ESC suggested that the number of nurses that can be trained in Guernsey is constrained by capacity. 

In answer to Deputy St Pier’s question about how many spare or unfilled spaces there are in each year of training, the President of ESC, Deputy Andrea Dudley-Owen, said: 

“Practice-based learning forms not less than 50% of the total learning hours completed over the three years of the nursing degree programme, therefore the number of students who can be supported on the programme at any one time is dictated by appropriate placement capacity within Health and Social Care. Students will usually have three different placements in each of the three years of the programme (nine placements in total).” 

She said that, one average, 14 student nurses will join the nursing degree programme each year and that, in September 2022, 17 places were available and 17 students were allocated a space (14 1st years and three 3rd years). 

Deputy Dudley-Owen continued: “The intake for September 2023 is expected to be 14 students, which is the average. If there is a lower than average intake in any given year, it is possible to have a higher than average intake the following year if placement capacity allows. 

“It will not always be the case that there is an exact match between the number of nursing degree applicants and placement capacity. 
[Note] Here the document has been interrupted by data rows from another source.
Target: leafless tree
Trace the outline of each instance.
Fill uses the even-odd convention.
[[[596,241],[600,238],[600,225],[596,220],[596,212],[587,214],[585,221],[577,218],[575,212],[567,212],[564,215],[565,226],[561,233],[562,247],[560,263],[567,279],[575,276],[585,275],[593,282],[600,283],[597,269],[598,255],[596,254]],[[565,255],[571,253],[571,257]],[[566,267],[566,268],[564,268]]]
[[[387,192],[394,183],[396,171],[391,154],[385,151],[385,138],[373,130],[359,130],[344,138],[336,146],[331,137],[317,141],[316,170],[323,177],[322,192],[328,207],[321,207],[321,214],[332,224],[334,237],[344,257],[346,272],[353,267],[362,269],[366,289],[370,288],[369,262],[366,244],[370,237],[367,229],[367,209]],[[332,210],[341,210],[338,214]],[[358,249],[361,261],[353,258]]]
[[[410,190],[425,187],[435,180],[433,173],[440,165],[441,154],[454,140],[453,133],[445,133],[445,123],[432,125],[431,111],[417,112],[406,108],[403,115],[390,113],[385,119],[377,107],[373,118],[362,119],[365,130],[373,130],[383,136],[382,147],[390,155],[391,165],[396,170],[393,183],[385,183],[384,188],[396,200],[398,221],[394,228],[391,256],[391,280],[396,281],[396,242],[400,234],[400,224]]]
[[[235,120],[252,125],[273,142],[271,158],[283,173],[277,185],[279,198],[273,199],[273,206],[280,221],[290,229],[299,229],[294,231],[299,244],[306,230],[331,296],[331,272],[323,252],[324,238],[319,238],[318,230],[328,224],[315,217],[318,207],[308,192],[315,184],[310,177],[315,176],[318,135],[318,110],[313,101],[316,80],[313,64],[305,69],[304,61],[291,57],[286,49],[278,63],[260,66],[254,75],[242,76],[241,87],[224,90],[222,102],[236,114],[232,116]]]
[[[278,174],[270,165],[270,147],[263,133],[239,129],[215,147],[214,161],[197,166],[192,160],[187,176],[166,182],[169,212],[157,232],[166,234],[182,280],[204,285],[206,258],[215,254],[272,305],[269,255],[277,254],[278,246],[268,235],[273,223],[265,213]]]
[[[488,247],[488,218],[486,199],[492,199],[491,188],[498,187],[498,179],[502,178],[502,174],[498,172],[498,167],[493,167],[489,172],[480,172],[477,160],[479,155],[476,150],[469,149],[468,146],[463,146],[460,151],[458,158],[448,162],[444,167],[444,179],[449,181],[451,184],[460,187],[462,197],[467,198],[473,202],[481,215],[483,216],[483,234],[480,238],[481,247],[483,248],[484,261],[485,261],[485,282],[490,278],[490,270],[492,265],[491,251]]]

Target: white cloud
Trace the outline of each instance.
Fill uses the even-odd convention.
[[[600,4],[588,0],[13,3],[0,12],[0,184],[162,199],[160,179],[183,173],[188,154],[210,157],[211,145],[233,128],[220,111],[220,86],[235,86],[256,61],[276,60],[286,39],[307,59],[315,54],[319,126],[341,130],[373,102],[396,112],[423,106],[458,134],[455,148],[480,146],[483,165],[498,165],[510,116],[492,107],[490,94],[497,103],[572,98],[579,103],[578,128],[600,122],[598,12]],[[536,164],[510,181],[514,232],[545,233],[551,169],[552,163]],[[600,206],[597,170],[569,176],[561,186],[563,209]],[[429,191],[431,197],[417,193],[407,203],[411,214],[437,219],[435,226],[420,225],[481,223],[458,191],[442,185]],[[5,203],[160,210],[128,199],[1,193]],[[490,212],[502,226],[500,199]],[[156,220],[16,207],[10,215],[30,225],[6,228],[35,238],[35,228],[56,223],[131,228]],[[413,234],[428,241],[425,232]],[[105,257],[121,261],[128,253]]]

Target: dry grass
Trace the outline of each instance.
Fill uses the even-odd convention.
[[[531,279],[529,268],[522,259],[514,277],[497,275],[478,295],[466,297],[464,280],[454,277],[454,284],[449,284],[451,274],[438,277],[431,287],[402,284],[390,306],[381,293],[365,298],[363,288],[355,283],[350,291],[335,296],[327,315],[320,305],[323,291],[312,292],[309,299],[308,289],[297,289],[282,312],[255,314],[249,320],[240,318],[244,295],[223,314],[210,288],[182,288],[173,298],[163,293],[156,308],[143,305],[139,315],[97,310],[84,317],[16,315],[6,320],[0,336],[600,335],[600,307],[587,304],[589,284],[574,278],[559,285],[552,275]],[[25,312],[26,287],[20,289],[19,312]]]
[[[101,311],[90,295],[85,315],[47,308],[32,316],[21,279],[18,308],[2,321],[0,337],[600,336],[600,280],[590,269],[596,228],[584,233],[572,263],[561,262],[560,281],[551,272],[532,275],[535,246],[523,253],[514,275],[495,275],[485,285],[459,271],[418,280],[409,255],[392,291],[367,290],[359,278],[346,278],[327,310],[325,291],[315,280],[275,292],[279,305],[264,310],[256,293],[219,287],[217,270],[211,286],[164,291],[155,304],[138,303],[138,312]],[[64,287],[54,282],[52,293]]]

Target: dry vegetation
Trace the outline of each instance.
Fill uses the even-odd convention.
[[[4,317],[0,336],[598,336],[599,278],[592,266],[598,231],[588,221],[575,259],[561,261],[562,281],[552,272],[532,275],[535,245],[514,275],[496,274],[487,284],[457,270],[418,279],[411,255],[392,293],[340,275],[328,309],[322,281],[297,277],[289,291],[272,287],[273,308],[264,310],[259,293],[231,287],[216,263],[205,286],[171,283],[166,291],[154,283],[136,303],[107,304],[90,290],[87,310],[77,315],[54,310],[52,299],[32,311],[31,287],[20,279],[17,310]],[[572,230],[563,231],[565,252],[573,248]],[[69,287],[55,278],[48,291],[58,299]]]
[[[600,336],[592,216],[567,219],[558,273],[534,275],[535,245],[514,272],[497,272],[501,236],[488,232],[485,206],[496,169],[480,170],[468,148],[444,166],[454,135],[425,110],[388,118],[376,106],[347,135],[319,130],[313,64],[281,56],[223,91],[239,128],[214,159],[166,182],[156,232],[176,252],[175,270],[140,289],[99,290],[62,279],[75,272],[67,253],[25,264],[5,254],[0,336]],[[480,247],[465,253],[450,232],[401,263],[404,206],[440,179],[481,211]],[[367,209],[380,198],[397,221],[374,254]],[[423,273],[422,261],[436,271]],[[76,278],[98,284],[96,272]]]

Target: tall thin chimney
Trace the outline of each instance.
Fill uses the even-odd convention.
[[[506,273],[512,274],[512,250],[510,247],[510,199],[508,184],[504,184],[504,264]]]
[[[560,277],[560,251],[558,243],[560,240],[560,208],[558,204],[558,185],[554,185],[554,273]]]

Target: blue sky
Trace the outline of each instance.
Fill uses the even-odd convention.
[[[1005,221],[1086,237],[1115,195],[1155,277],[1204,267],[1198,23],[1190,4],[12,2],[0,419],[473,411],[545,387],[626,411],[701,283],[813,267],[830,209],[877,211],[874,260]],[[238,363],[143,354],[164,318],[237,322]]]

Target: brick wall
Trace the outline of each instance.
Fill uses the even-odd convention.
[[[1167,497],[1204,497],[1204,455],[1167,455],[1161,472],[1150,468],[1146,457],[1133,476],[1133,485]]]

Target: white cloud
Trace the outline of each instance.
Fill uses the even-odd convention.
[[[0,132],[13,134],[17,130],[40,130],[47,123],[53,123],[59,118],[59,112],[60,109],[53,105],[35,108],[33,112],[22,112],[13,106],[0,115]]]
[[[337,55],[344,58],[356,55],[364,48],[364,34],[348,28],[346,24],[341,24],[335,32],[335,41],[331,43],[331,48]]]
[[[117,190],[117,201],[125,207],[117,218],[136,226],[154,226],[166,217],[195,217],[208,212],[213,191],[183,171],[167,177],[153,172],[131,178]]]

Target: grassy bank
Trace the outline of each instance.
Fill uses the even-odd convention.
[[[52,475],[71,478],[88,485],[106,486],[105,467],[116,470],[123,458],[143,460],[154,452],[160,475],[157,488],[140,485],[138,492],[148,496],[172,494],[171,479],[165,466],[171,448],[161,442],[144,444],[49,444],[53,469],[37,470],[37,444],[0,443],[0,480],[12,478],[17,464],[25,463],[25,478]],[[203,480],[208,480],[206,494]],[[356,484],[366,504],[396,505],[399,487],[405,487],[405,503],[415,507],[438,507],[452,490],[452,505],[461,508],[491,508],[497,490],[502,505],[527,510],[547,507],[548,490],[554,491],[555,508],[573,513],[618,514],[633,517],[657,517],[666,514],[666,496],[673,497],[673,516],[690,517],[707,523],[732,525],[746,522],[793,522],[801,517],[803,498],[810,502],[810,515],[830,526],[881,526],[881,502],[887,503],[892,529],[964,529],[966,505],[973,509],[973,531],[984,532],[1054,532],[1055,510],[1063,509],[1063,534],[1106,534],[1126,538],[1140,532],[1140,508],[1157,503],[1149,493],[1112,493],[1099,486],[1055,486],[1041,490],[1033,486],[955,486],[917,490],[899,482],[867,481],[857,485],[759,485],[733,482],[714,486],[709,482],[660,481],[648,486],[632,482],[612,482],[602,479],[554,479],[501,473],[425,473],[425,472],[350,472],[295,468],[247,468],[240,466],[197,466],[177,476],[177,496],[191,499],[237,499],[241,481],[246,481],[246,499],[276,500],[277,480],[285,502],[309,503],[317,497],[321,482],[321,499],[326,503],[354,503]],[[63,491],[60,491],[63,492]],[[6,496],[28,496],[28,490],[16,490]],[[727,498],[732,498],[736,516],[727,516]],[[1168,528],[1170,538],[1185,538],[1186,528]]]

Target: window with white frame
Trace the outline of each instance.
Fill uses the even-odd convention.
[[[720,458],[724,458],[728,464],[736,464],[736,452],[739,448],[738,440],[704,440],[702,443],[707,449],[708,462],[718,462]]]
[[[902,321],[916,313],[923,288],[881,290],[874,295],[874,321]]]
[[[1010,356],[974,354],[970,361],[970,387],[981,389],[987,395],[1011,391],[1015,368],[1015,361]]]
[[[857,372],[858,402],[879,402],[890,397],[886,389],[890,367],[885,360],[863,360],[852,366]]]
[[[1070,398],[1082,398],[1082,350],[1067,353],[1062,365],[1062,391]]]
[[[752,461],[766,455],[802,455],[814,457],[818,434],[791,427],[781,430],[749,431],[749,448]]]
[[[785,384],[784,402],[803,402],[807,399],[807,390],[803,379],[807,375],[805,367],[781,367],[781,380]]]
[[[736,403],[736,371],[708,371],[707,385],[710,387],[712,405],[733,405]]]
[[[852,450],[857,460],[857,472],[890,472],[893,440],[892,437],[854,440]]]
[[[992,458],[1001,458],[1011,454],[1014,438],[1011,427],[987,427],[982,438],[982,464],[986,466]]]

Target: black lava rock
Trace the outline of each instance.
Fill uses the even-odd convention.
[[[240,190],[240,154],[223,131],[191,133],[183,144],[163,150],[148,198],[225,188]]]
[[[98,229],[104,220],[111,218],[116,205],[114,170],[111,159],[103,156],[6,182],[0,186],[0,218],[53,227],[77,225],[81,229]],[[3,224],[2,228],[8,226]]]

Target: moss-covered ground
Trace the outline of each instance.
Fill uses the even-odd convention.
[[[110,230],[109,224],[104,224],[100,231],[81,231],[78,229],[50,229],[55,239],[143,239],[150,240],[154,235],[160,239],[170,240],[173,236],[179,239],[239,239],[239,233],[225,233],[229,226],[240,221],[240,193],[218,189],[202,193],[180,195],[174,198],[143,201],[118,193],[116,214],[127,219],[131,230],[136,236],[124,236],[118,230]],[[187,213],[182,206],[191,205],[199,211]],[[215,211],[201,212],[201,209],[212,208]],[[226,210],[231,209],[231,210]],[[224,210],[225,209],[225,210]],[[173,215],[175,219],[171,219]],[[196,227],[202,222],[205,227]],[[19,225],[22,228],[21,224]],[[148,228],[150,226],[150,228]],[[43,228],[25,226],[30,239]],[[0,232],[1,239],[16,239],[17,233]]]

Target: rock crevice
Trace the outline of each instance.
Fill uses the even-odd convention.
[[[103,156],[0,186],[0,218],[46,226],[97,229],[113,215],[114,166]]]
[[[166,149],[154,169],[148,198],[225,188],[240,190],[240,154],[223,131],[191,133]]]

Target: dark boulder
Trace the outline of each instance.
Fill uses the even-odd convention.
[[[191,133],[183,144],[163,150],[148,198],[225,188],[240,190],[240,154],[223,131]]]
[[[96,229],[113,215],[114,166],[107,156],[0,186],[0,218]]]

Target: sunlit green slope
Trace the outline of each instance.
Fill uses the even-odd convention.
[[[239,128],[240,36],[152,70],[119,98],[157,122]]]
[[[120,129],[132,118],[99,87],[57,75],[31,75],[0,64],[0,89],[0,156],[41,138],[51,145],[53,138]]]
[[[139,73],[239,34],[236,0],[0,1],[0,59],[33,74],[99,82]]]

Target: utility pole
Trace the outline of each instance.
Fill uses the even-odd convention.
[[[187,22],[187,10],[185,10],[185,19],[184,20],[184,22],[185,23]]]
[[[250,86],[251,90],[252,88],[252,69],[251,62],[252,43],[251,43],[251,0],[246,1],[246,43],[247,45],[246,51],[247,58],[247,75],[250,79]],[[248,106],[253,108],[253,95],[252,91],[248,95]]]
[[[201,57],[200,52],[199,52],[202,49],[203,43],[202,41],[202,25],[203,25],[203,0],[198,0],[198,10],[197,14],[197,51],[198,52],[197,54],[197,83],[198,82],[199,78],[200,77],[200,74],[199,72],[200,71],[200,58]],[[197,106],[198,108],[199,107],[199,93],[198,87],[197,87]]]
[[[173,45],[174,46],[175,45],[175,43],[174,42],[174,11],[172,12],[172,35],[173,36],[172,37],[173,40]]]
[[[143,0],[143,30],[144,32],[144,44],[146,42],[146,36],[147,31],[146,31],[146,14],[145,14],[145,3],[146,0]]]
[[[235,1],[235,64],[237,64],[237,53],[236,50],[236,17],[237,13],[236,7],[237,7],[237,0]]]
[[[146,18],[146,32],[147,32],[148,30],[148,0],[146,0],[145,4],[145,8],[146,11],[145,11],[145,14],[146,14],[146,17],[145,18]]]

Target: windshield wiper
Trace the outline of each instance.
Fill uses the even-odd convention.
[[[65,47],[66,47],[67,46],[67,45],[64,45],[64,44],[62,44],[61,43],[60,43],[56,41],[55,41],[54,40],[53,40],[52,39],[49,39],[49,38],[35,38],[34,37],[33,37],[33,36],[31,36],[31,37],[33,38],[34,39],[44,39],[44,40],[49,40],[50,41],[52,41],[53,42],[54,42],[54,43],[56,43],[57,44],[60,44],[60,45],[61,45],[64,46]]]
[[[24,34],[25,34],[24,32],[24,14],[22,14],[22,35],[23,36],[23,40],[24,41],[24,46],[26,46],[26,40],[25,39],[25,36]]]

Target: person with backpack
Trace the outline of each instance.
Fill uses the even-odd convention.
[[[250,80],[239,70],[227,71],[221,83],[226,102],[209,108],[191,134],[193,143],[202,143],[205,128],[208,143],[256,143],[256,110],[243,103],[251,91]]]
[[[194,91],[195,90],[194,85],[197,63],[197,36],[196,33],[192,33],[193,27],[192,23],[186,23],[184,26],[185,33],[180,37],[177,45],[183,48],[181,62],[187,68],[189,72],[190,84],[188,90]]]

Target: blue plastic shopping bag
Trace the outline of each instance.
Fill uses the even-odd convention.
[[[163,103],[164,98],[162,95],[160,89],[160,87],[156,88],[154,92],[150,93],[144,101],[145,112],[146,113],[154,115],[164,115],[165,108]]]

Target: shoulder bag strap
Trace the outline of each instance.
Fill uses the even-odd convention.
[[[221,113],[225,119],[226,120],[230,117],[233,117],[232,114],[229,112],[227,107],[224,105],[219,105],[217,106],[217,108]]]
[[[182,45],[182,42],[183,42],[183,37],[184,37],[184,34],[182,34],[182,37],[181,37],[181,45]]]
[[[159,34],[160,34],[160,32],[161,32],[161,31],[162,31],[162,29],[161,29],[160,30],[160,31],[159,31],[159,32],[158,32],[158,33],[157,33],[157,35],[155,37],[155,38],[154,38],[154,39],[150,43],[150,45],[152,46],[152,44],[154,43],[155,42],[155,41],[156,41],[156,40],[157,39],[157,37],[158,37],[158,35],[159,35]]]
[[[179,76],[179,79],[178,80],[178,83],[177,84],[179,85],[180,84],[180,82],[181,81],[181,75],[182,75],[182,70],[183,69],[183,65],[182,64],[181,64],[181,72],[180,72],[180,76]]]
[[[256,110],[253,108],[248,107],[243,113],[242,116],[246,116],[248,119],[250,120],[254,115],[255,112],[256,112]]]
“In addition to the nursing degree programme, The Guernsey Institute also supports the Nursing Associate qualification. This enables experienced Health Care Assistants to undertake a foundation degree with the option to top up to a nursing degree leading to Registered Nurse status. The minimum size of each Nursing Associate intake is 6 students, and the maximum is 10.” 

Deputy St Pier said he intends to ask further questions because “at one time I think it was intended to double the capacity”. 

“It would also be useful to know whether students here can have placements elsewhere and whether that could increase capacity overall,” he concluded.